Kendine ulaşamayan, yüreğini bilemeyen, kendinde olmayanlara, koca evren kendisini gösterip ne yapsın? En büyük güzellik olan yürekler unutulmuşken anlamı olur mu? “Olmaz” diyorsanız devamını okuyun.

Kuşlar, böcekler, çiçekler derken, koca evrenin büyük kurgusunu göremeyenlere söyleyeceklerim var:

“ Yaşamın içine indikçe derinleşen, inemedikçe yaşamı görmeyi engelleyen yürek susamış. Sevgiye, ilgiye, mutluluğa…Güzel olan her şeye… Güzelle beslenen yürek, güzele hasret kalmış. Çiçeklere, böceklere, kuşlara…Evrenin her tadına…Mutluluğa hasret umuda…Umutların yeşerdiği anlara… Nazikçe donatılan her zerreye…Yerli yerinde olan her cümleye… “

Yaşamın güzelliklerinden büyük bir keyifle bahsedenlerin yüreklerini unuttuklarını bilmek büyük acı. Yüreğin kendisi için büyük acı.

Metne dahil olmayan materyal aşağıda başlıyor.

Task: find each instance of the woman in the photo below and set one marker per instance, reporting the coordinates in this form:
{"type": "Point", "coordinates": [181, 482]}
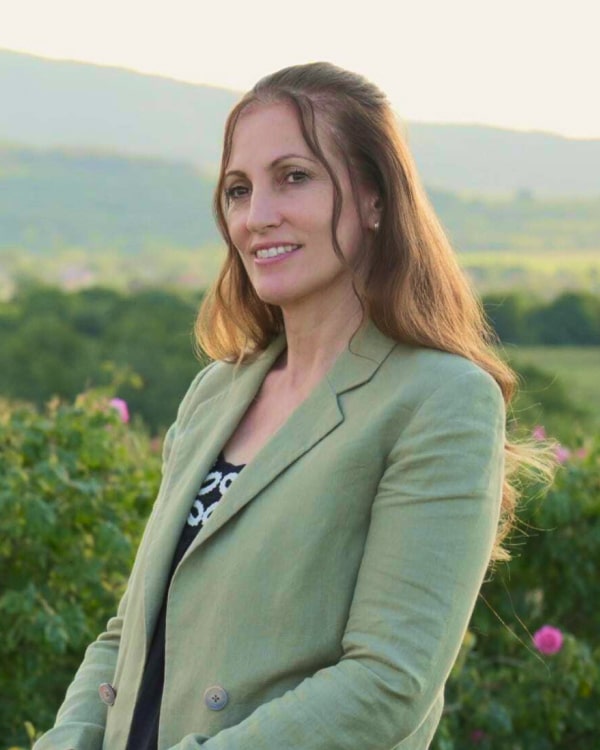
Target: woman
{"type": "Point", "coordinates": [354, 415]}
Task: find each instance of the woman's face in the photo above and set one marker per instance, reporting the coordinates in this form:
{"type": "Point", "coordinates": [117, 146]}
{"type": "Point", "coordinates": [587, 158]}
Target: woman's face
{"type": "Point", "coordinates": [278, 208]}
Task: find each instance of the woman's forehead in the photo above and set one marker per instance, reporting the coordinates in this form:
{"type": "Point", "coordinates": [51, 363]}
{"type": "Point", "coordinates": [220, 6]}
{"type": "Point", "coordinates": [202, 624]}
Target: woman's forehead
{"type": "Point", "coordinates": [265, 132]}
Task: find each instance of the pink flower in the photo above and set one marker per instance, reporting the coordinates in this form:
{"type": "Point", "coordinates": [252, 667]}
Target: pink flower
{"type": "Point", "coordinates": [121, 407]}
{"type": "Point", "coordinates": [548, 640]}
{"type": "Point", "coordinates": [562, 454]}
{"type": "Point", "coordinates": [477, 735]}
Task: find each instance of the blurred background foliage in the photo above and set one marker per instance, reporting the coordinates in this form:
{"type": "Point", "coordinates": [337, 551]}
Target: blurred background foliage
{"type": "Point", "coordinates": [106, 243]}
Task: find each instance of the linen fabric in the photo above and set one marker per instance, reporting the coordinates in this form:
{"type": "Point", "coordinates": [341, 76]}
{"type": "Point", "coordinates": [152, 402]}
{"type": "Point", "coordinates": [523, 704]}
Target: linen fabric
{"type": "Point", "coordinates": [329, 592]}
{"type": "Point", "coordinates": [143, 734]}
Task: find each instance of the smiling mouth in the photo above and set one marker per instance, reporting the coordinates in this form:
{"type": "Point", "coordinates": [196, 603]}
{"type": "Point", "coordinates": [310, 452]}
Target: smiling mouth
{"type": "Point", "coordinates": [272, 252]}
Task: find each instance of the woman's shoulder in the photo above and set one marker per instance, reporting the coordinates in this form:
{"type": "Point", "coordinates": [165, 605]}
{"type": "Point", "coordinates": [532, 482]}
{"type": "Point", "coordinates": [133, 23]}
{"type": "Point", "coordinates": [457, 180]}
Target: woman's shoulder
{"type": "Point", "coordinates": [419, 372]}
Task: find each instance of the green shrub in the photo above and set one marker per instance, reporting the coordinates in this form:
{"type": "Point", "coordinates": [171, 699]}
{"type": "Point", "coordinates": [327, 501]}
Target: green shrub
{"type": "Point", "coordinates": [77, 485]}
{"type": "Point", "coordinates": [504, 692]}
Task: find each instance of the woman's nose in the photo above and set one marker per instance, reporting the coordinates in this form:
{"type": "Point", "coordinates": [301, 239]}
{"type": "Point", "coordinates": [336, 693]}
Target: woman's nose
{"type": "Point", "coordinates": [263, 212]}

Yüreğin unutulduğu yaşamda, ne acının, ne umudun, ne mutluluğun tadının yerinde olduğu bilmeyenler için söylüyorum.

“Kendi yalancı mutluluğu için başka yürekleri yok sayanlar, başka yüreklerin susuzluğunu görmezden gelenler, kendi mutluluğunu başkalarının mutsuzluğuna dayayanlar… Önce kendi yüreğinizden başlayın. Gerisi gelir. Kendi yüreğiniz gerçek mutluluğu yakaladığında başka yürekler için de yol verecektir. Rahatça üstelik. “

Yürekler yerli yerinde, kendinde, kendi ellerimizde olduğunda yaşam başka bir gözle yaşanır. Deneyin…

Mutluluğa hasret yürekler için…

Reyhan Gazel

15 Nisan 2008 Salı

Güllerin İçinden





Karakışta olduğu kadar güzün de gülleri düşünmek bir başkadır. Yapraklar dökülürken, gökyüzü yeryüzüne “yaklaşsam mı?” diye sorarken ne güzeldir güllerin yürekteki yansıması. Bilirim. Yeryüzünde gül yokken düşünerek mutlu olmayı…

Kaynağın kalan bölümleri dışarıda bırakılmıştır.